Even Russia, whose case rates are second only to the United States, has boasted about its low fatality rates. This week, Putin ordered the end of a nationwide “nonworking period.” Though he acknowledged the pandemic had not been conquered, he was leaving it to regional governors to decide if and when restrictions would be lifted in their territories. Recent evidence, however, suggests that the number of fatalities due to COVID-19 has been intentionally undercounted, and the calculated estimates indicate the fatality rate due to COVID-19 is approximately three times higher.
The hypocrisy that all is well has been highlighted best in recent developments at the White House. Last week President Trump’s valet and Vice President Mike Pence’s press secretary, Katie Miller, as well a secret service agent, tested positive for COVID-19. The director of the Centers for Disease Prevention and Control, Robert Redfield; the director of the National Institute of Allergy and Infectious Diseases, Dr. Anthony Fauci; and Stephen Hahn, the commissioner of the Food and Drug Administration, have taken the precaution of going into quarantine. At Monday’s White House briefing, Trump admitted that the order for all officials to wear face masks (except himself) came from him.
In a poignantly dramatic, but abrupt, end to the White House press briefing, CBS News reporter Weijia Jiang asked the president, “Why does that matter [doing better than any other country in testing]? Why is this a global competition to you if every day Americans are still losing their lives and we’re still seeing more cases every day?”
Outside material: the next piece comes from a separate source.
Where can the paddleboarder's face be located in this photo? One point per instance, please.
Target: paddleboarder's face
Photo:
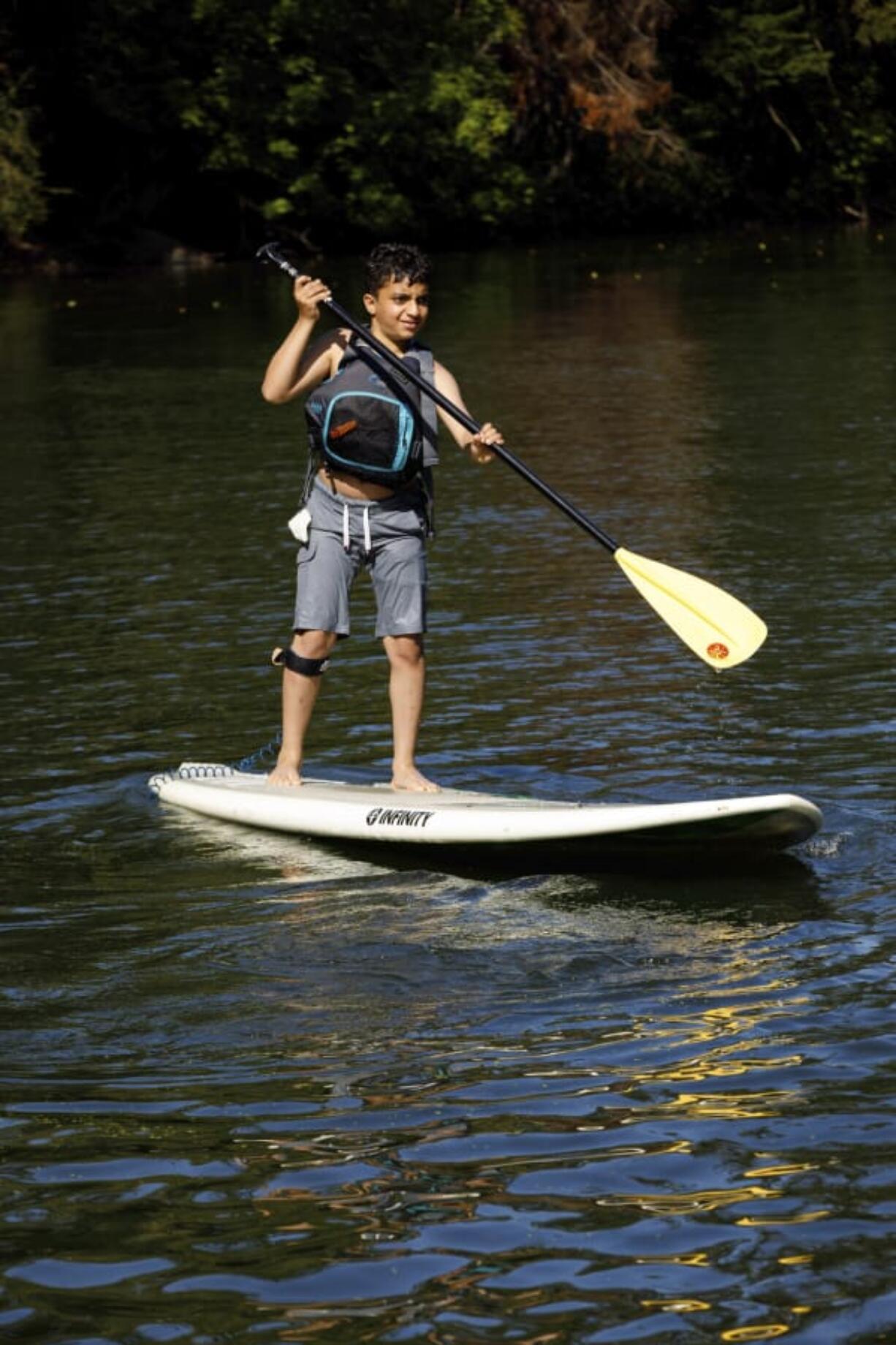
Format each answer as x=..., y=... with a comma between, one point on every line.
x=398, y=310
Trump replied that “she should ask China why so many were losing their lives everywhere in the world.” Ms. Jiang, who was born in Xiamen, China and moved to the US with her family at the age of two, redirected, “Sir, why are you saying that to me, specifically?” Trump then countered by saying he would “say that to anyone who asks a nasty question.” CNN’s Kaitlin Collins came to the reporter's defense when Trump asked for another question, but waved her off. “You pointed to me,” Collins said. “Can I ask a question?” Furious, Trump called off the news conference and stormed away.